What is the best month to visit Peru? Can I visit Peru during the off-season?
The best time to visit Peru is between the months of May and September. Corresponding with the dry season, temperatures in the country at this time hover between 16°C to 22°C. But more importantly, traveling to Peru during this time means that there is little fear of getting caught in the country’s torrential monsoon. Another less popular but still good time to visit Peru is between October and December. A shoulder period between dry and monsoon seasons, the climate during this time of year is generally fine, although skies are cloudier and you might have to dodge the odd shower. The wettest months are January and February. It is still possible to visit destinations such as Lake Titicaca during the rainy season, but the Inca Trail is closed for travelers. Find more information here.
Is Peru expensive to visit? How do the ATMs work?
Peru is not expensive for travelers and we recommend it as a top pick for visitors on a budget. Most travelers can get by on USD 30 to USD 40 per day, including transport, accommodation, and food. Tackling the Inca Trail and exploring Machu Picchu are must-do attractions but also relatively costly. ATMs are the quickest way to withdraw neuvos soles, as the country’s currency is called, on the road and visa cards are easily accepted. Many ATMs have an English language option, too. They can be found in some airports, inside banks, and as stand-alone units in major towns and cities. If you are looking for other destinations to visit on a budget, find more information here.
How many days do you need in Peru?
Given its wealth of attractions, there are many reasons why you should consider Peru trips that last between ten days and two weeks. This will give you enough time to see top-rated sites, such as Manu National Park, while also discovering the country’s history and culture in more far-flung and as-yet-unknown destinations. You can still take in a number of attractions even if you can only spare one week in Peru, however, the time constraint would mean that you will have to limit your exploration to a destination or two. For a more detailed rundown, check out our travel guide on how many days to spend in Peru.

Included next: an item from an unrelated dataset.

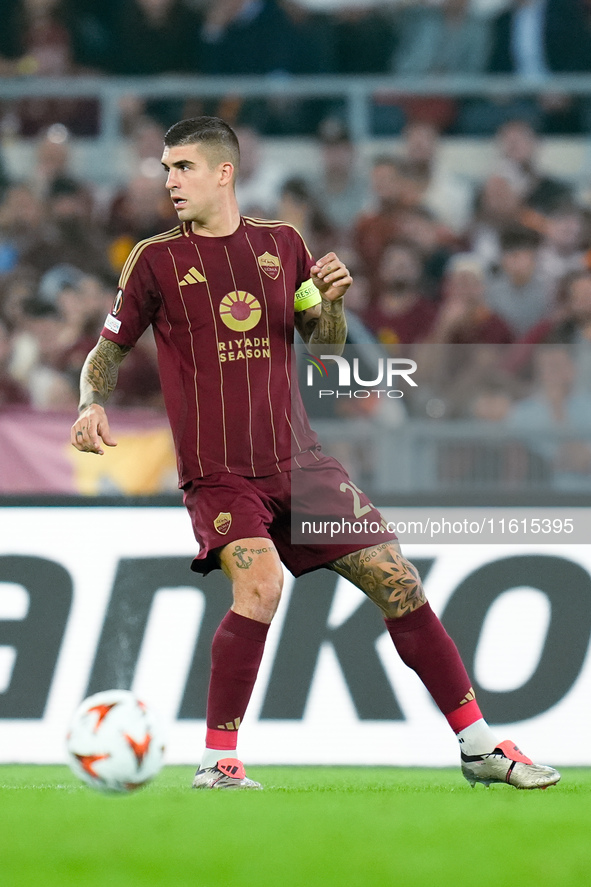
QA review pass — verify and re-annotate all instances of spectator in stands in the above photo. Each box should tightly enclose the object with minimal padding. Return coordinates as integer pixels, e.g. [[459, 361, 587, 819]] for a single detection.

Do they speak English in Peru?
Spanish is the most-spoken European language in Peru, alongside several local languages like Quechan and Aymara. Those involved in the tourism industry and those in popular destinations such as Lima and Cusco will speak some English, while guides leading tours for English-speaking travelers will have a good hold of the language. However, knowing a few words of Spanish is always useful.
What is considered rude in Peru? What cultural notions should I be aware of?
Personal contact is an important part of Peruvian culture. Not only do Peruvians tend to stand closer to each other than you might at home, but physical contact (especially on one’s arms and back) is also common. You should avoid the desire to step away, as this is considered offensive. Greetings are important, with handshakes along with a few words of greeting being common. Give the elderly your respect if you are young and leave your seat on public transportation for them.